Saturday, March 21, 2009

Signs from the Safe?

At work on Thursday I fed a ten dollar bill into the "money vending machine," as I call it, to exchange for a roll of quarters. This is what came out.


I apologized to Adam.

Thursday, March 19, 2009

i don't really understand schrodinger's cat

Today a girl with a thick European accent came into work asking for directions to Dayton. Her eyes were very pretty in an understated way.

"If I go this way to 2...40?"

"270?" I offer, and her eyes light up in recognition.
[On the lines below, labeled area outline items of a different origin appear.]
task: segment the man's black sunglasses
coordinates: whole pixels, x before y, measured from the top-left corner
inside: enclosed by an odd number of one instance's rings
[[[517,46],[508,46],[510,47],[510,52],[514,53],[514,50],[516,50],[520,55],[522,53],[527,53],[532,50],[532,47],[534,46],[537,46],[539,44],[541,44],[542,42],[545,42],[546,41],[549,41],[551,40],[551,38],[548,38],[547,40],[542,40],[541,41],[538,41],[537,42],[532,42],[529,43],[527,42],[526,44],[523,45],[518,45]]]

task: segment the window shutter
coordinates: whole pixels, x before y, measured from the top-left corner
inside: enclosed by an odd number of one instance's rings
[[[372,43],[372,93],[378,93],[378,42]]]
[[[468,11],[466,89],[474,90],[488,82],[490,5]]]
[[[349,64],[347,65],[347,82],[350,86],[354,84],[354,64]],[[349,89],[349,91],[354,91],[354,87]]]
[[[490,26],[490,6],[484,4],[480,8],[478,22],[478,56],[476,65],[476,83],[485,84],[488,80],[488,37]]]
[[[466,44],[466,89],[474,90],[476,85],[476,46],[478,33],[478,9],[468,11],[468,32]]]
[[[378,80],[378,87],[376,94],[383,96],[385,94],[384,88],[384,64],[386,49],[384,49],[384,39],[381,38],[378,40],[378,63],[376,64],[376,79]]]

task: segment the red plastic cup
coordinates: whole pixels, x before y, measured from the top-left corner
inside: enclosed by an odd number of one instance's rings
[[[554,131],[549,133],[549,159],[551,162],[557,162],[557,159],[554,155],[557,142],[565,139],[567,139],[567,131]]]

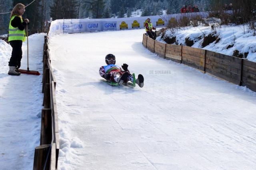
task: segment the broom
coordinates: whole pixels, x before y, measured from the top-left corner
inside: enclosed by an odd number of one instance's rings
[[[28,68],[27,70],[19,69],[20,73],[23,73],[28,74],[33,74],[34,75],[40,75],[40,73],[38,71],[30,70],[28,67],[28,25],[26,26],[26,34],[27,34],[27,61]]]

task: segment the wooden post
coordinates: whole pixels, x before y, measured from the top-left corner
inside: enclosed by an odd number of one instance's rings
[[[148,44],[148,36],[146,36],[146,48],[147,48],[147,45]]]
[[[165,59],[165,53],[166,53],[166,45],[167,44],[165,44],[165,49],[164,49],[164,59]]]
[[[43,105],[45,109],[49,109],[51,105],[50,83],[46,83],[44,85],[44,103]]]
[[[206,49],[205,50],[205,51],[204,52],[204,73],[205,73],[205,64],[206,64],[206,62],[205,62],[205,60],[206,60],[206,51],[207,51],[207,50],[206,50]]]
[[[52,109],[42,109],[40,145],[49,144],[52,141]]]
[[[180,64],[182,63],[182,47],[183,47],[183,45],[181,45],[181,59],[180,60]]]
[[[33,170],[43,170],[47,157],[47,154],[50,149],[50,144],[43,144],[35,148],[35,154],[34,157]],[[50,168],[50,155],[48,156],[46,163],[46,169]]]
[[[42,93],[44,93],[45,91],[45,84],[50,83],[50,69],[45,68],[44,70],[44,74],[43,76],[44,77],[44,79],[43,80],[43,85],[42,86]]]
[[[243,66],[244,65],[244,59],[241,59],[241,67],[240,67],[241,69],[241,72],[240,72],[240,83],[239,83],[239,86],[242,85],[243,83],[242,81],[242,76],[243,76]]]

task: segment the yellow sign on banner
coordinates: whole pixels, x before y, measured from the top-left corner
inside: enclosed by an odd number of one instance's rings
[[[164,25],[164,21],[163,21],[162,19],[158,19],[158,20],[156,22],[156,26],[162,26]]]
[[[145,24],[146,23],[146,22],[147,20],[148,20],[148,19],[147,19],[145,20],[145,22],[143,23],[143,25],[144,26],[144,27],[145,27]]]
[[[133,23],[132,24],[132,28],[139,28],[140,23],[138,23],[138,21],[136,20],[133,21]]]
[[[120,30],[125,30],[126,29],[128,29],[128,24],[125,23],[124,21],[123,21],[121,23],[120,26]]]

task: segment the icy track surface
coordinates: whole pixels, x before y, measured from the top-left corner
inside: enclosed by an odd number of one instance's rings
[[[29,37],[30,69],[41,73],[44,36]],[[22,49],[21,69],[26,69],[26,42]],[[0,169],[31,170],[35,147],[40,144],[42,77],[8,75],[12,50],[0,42]]]
[[[52,39],[60,169],[255,168],[256,93],[158,57],[142,46],[144,32]],[[101,82],[109,53],[144,87]]]

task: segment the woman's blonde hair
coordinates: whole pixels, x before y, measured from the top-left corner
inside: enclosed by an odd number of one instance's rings
[[[22,4],[17,4],[14,7],[13,9],[12,9],[12,13],[11,13],[11,16],[10,17],[10,19],[12,17],[12,16],[14,15],[19,16],[20,14],[19,13],[19,12],[18,11],[18,10],[20,10],[22,8],[24,7],[25,8],[25,5],[23,5]]]

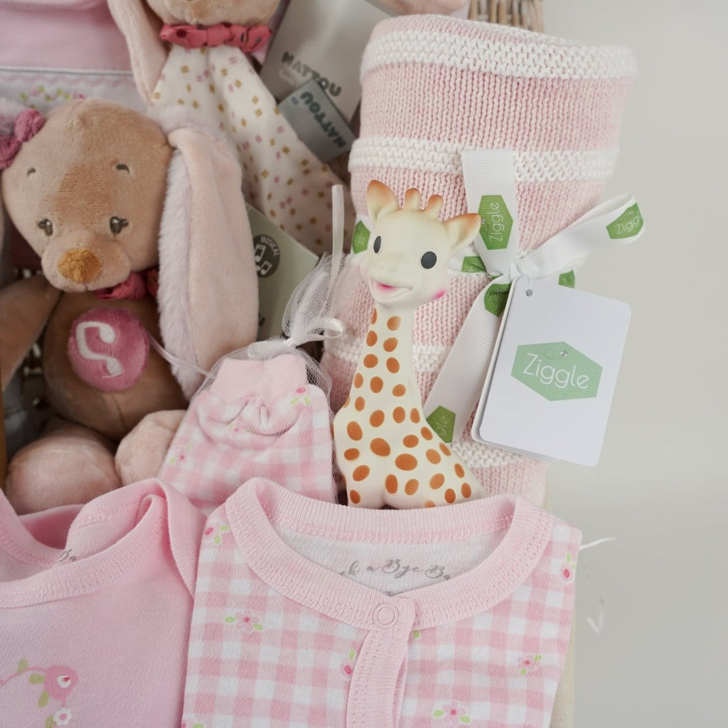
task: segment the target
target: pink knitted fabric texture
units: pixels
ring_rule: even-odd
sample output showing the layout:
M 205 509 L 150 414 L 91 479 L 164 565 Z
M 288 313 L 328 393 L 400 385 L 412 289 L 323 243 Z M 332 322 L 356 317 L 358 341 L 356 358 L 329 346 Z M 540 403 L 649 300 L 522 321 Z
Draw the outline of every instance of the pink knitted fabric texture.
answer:
M 416 187 L 441 194 L 441 218 L 467 211 L 460 155 L 515 153 L 521 245 L 538 247 L 600 200 L 616 163 L 622 112 L 636 71 L 618 47 L 586 47 L 520 28 L 438 15 L 380 23 L 362 63 L 361 133 L 349 159 L 357 213 L 379 180 L 400 202 Z M 355 263 L 352 256 L 352 263 Z M 347 334 L 326 346 L 331 404 L 350 387 L 371 315 L 356 266 L 338 316 Z M 485 274 L 453 273 L 449 293 L 417 312 L 414 363 L 426 399 Z M 469 428 L 454 443 L 488 494 L 543 502 L 546 465 L 480 445 Z

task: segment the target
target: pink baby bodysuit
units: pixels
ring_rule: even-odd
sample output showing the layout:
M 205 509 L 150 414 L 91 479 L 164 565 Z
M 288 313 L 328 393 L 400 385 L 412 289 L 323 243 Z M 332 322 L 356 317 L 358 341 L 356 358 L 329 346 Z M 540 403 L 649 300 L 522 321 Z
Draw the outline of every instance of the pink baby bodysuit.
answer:
M 77 510 L 41 542 L 0 494 L 0 725 L 177 727 L 203 518 L 157 480 Z
M 304 360 L 226 359 L 198 392 L 159 476 L 210 514 L 256 476 L 333 502 L 328 399 Z
M 262 479 L 210 517 L 183 725 L 547 727 L 580 534 L 497 496 L 376 511 Z

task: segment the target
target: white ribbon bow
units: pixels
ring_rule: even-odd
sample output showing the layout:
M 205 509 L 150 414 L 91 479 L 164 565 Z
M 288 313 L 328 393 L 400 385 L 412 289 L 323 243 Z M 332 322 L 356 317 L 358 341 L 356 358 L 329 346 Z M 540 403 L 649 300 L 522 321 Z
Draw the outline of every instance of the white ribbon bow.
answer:
M 483 162 L 496 160 L 500 179 L 507 178 L 504 169 L 507 150 L 478 150 L 463 154 L 463 173 L 468 208 L 477 211 L 483 194 L 480 178 Z M 487 176 L 487 175 L 486 175 Z M 492 183 L 492 176 L 487 181 Z M 515 185 L 510 177 L 503 189 L 503 197 L 510 202 L 513 230 L 518 229 Z M 490 186 L 485 188 L 490 190 Z M 446 442 L 457 439 L 478 404 L 488 365 L 493 354 L 499 327 L 502 304 L 510 284 L 517 278 L 546 278 L 577 267 L 594 250 L 628 245 L 640 237 L 644 223 L 639 208 L 631 195 L 625 194 L 598 205 L 569 227 L 557 233 L 528 253 L 520 253 L 518 234 L 512 234 L 507 248 L 488 250 L 480 237 L 475 247 L 491 276 L 491 282 L 475 298 L 467 317 L 451 349 L 424 405 L 430 426 Z M 515 240 L 514 240 L 515 237 Z M 494 293 L 500 294 L 494 296 Z M 444 423 L 444 424 L 443 424 Z

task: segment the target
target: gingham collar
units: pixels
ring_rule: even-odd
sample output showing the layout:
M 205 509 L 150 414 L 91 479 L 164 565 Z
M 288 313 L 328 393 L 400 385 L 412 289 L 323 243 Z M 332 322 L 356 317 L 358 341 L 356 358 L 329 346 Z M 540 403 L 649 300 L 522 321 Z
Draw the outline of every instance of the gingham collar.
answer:
M 373 628 L 373 615 L 383 605 L 403 617 L 403 630 L 435 627 L 490 609 L 531 573 L 553 527 L 548 513 L 512 496 L 440 508 L 368 510 L 306 498 L 262 478 L 239 488 L 225 510 L 244 559 L 259 578 L 300 604 L 363 629 Z M 504 529 L 506 533 L 470 571 L 389 596 L 309 561 L 288 546 L 277 529 L 341 541 L 423 545 Z

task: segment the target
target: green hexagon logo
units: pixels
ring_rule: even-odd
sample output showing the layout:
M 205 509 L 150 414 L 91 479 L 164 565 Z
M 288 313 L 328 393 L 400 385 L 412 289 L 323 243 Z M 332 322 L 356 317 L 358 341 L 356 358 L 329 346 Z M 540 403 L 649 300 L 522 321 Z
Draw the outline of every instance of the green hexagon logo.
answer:
M 369 245 L 369 229 L 360 220 L 354 227 L 352 238 L 352 250 L 355 253 L 363 253 Z
M 601 366 L 566 341 L 531 344 L 515 351 L 511 376 L 550 402 L 596 397 Z
M 488 250 L 504 250 L 513 229 L 513 218 L 505 200 L 499 194 L 484 194 L 480 198 L 478 214 L 480 223 L 480 237 Z

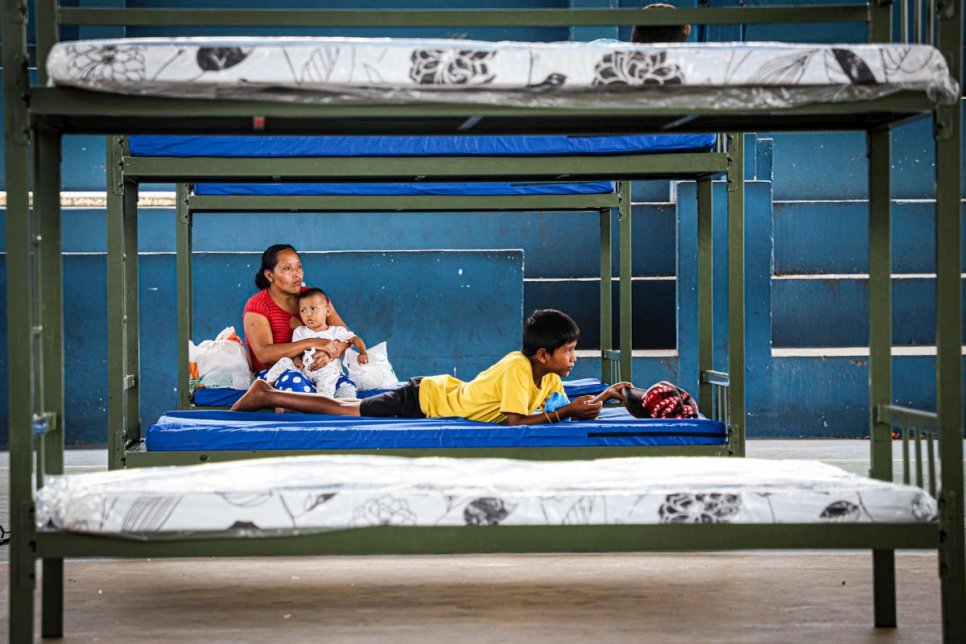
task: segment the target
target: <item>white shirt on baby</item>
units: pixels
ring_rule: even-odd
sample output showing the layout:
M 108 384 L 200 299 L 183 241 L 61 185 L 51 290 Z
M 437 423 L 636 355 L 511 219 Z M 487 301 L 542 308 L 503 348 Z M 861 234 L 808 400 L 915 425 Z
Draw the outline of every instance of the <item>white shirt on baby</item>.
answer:
M 349 342 L 354 337 L 356 337 L 355 333 L 344 326 L 336 325 L 329 325 L 329 328 L 322 331 L 313 331 L 307 326 L 300 326 L 292 332 L 292 342 L 298 342 L 299 340 L 305 340 L 307 338 Z M 306 355 L 311 355 L 311 353 L 310 351 L 305 352 Z M 305 359 L 303 357 L 303 360 Z M 321 369 L 309 369 L 308 365 L 306 365 L 303 367 L 302 373 L 305 374 L 306 378 L 315 383 L 315 390 L 318 393 L 332 396 L 335 394 L 335 383 L 339 381 L 339 376 L 342 375 L 342 362 L 340 360 L 332 360 Z

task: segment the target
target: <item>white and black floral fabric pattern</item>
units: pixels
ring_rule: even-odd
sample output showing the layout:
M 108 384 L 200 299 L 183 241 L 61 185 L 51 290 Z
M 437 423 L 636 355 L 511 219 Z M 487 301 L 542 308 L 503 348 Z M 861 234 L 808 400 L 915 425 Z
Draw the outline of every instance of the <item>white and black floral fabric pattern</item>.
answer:
M 900 89 L 942 102 L 958 95 L 946 61 L 926 45 L 149 38 L 59 43 L 47 68 L 56 84 L 104 92 L 306 102 L 560 105 L 608 92 L 634 104 L 638 93 L 653 102 L 654 92 L 673 100 L 687 89 L 701 90 L 689 91 L 689 104 L 714 106 L 727 90 L 732 100 L 746 92 L 749 106 L 780 107 Z
M 50 477 L 38 529 L 133 538 L 375 526 L 922 522 L 923 490 L 812 461 L 307 456 Z

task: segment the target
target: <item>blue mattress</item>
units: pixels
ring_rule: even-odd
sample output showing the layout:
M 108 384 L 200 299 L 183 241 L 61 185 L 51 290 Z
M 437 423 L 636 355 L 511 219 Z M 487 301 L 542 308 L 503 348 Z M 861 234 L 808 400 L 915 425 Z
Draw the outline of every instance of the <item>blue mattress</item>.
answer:
M 130 137 L 142 157 L 546 156 L 706 152 L 714 134 Z
M 494 447 L 723 445 L 715 420 L 638 420 L 623 408 L 593 421 L 510 427 L 462 418 L 359 418 L 313 414 L 172 411 L 148 427 L 149 452 Z
M 405 383 L 398 382 L 396 387 L 401 387 Z M 576 398 L 577 396 L 587 396 L 596 395 L 607 388 L 607 385 L 603 384 L 597 378 L 576 378 L 573 380 L 564 380 L 564 391 L 567 392 L 569 398 Z M 375 396 L 376 394 L 381 394 L 388 389 L 370 389 L 368 391 L 360 391 L 360 398 L 368 398 L 369 396 Z M 200 389 L 195 389 L 192 395 L 192 402 L 199 407 L 231 407 L 235 404 L 235 401 L 241 398 L 244 391 L 239 391 L 238 389 L 218 389 L 201 387 Z
M 302 195 L 302 196 L 399 196 L 399 195 L 601 195 L 614 192 L 613 181 L 583 183 L 511 183 L 486 181 L 464 183 L 199 183 L 194 194 L 209 195 Z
But of course, always horrid with directions, I wasn't much more help than that. When she tried to open one of the maps and was confused as to why it was sealed shut, I pointed out that she'd have to buy one if she wanted to use it.

"Oh! In Germany you don't have to buy." Of course I thought of Adam Rose, feeling a little bit guilty for the last contact we'd had, missing him a little.

But of course I couldn't repress a little inward snort, too. I would run into the German going to Dayton.

Friday, March 13, 2009

Thursday

A dillion pregnant women came into work.
I thought more about slicing the cut down my arm.
There was a letter from Adam Rose.

Saturday, March 07, 2009

it's the little things that make you worry

Is there a nice way to tell someone you want to blow them?

No, I don't think there is.

Monday, March 02, 2009

vapid as the new chiz

Since I got to Delaware, I've been sleeping more than usual and have had an absolutely insatiable craving for chocolate. I am absolutely ridding the house of all things chocolate. I went up to 120mg of Cymbalta a week or so ago.....mostly I've just had dry mouth and my skin itches all over for no apparent reason.....so I'm contributing it to that. I feel like I'm more lethargic and unmotivated than ever (ex. my only goal for today was to repaint my nails and I didn't even manage that). Going through cycles of extreme to moderate self-destructiveness, although so far I've held off on actually acting on it.

I've been thinking about my ghostie SO MUCH, and today I actually cried at some gay-ass Wether's Original chocolate caramel commercial. sigh sigh sigh.

I fear I will one day accidentally smother Adonis to death 'cause I can't stop squeezing him, he's so fucking precious. Clearly I would not do well with a human child.

I've been feeling the need to talk talk talk everything out of my head and into reality a la Cora Sharpe.

Today I felt internally fidgety, anxious, impatient, yet still managed to spend the overwhelming majority of the day on the couch.

Also I've decided the medical community should rename MDD, 'cause there's a huge difference between feeling depressed or being depressed and.....having depression, and it gets confusing. The disorder is so much more varied and complicated than the single emotion. And no one who doesn't have it fucking gets it.

ALSO, I've decided that the description of MDD as an episodic thing that you can get, be treated for, and then it will eventually go away is BOGUS BULLSHIT and they only say it to make people feel better when they first realize they have it. Depression isn't circumstantial. Not the real thing. It's not the emotional equivalent of a flu you can get after your dad dies or you have a baby or you're stressed out at work. If you've got it, if you're really depressed, you've got it for life, baby.